Informed by our experience in 2019, Mozilla is making some changes in our overall approach for 2020. First, and perhaps foremost, we are suspending efforts to bring to market Mozilla branded consumer-facing products based on the WebThings code base. In 2019 we invested in exploring ways to incorporate Mozilla WebThings Gateway into commercial router products by integrating with the OpenWrt embedded operating system, including producing packaged distributions that could be installed on existing router products. That experience showed us the market, router product ecosystem, and our Gateway implementation wouldn’t together yield something compelling commercially even though we felt it might offer distinctive value to end users. As a result we have ended that work, ceased active development on that code, and removed reference to our router-based efforts from the Gateway web site.

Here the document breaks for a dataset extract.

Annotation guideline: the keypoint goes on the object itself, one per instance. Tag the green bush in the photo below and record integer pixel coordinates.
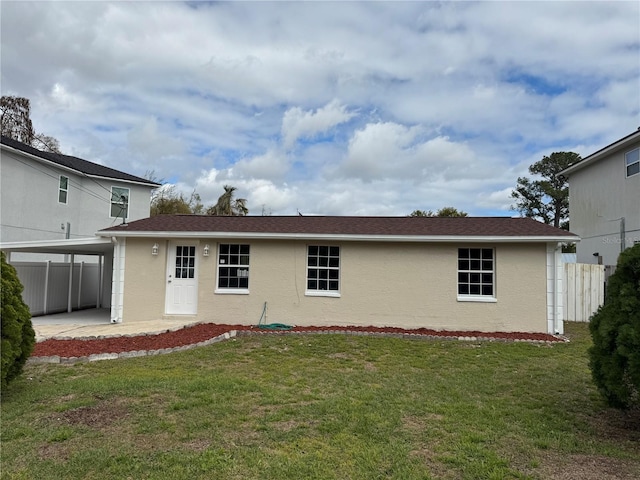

More broadly, since we have no commercial product development plans for WebThings in 2020, there is no longer an active roadmap for WebThings Gateway and no plans for end-user feature development. However, we still plan to provide technical oversight for the WebThings Gateway open source code base and engage with the community that has grown up around it. In particular:
- The infrastructure supporting WebThings Gateway deployments will continue to operate unchanged. Our tunneling service, update service, certificate handling, and other day-to-day services will still be available. The over twelve hundred Gateways running world wide will continue to operate unchanged, as well as any new Gateways that come online.
- We will extend our packaging options to give developers more ways to incorporate the Gateway into their projects.

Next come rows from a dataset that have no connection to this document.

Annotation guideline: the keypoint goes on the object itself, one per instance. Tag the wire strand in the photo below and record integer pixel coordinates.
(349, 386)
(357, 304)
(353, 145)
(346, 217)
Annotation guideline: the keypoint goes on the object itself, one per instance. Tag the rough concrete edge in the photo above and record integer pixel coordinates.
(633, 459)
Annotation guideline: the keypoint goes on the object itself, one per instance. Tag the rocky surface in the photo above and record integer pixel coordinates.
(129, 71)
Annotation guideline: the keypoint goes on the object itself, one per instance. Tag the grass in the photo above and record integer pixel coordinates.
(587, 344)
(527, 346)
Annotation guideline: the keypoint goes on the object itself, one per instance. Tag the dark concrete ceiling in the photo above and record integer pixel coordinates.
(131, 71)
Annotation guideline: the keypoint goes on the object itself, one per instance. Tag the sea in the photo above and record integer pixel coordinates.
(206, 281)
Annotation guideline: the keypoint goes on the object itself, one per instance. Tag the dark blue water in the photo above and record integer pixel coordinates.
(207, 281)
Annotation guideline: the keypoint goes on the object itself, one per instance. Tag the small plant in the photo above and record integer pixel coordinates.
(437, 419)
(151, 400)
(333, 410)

- We will continue to answer questions and provide technical guidance on broader use of the open source WebThings code base.
- We plan to continue engagement around the W3C “Web of Things” (WoT) standards effort to represent Mozilla’s perspectives on how the web is the ideal environment and platform for connected devices and “smart device” user experiences. We will do similar gatekeeping for other WoT formal and de facto standards (e.g., CHIP).
- We’ll continue to review add-ons and pull requests in general, and are open to bringing other reviewers into that effort.
- We’ll respond energetically to any issues that may arise in the security of the Gateway itself or any of the services that support running Gateways around the world.
- We plan to make some adjustments to the current Gateway implementation so it is easier for contributors to provide new capabilities, including but not limited to new add-ons and device types. Even so, all the existing code will remain available so nothing is lost in transition. We’d also love to talk to developers interested in contributing to the core Gateway implementation itself.
- We have plans to improve and extend documentation to make it easier to deploy and use WebThings Gateway, and continue to take part in community support conversations through our Discourse and IRC/Matrix channels.
- You may see Mozilla carry out other explorations using WebThings Gateway as a platform, in related areas such as voice.
While we have no plans to produce commercial products in 2020 based on WebThings, we do still have a longer view that the web has a vital role to play in a day-to-day world full of connected things. We want you all – the early adopters who have responded so positively to Mozilla’s exploratory WebThings work – to continue to be able to collaborate at the community level in advancing that exploration.
You likely noticed our recent 0.11 WebThings Gateway release to make some of these updates available, with the rest to come in a follow-on 0.12 release planned for March 2020.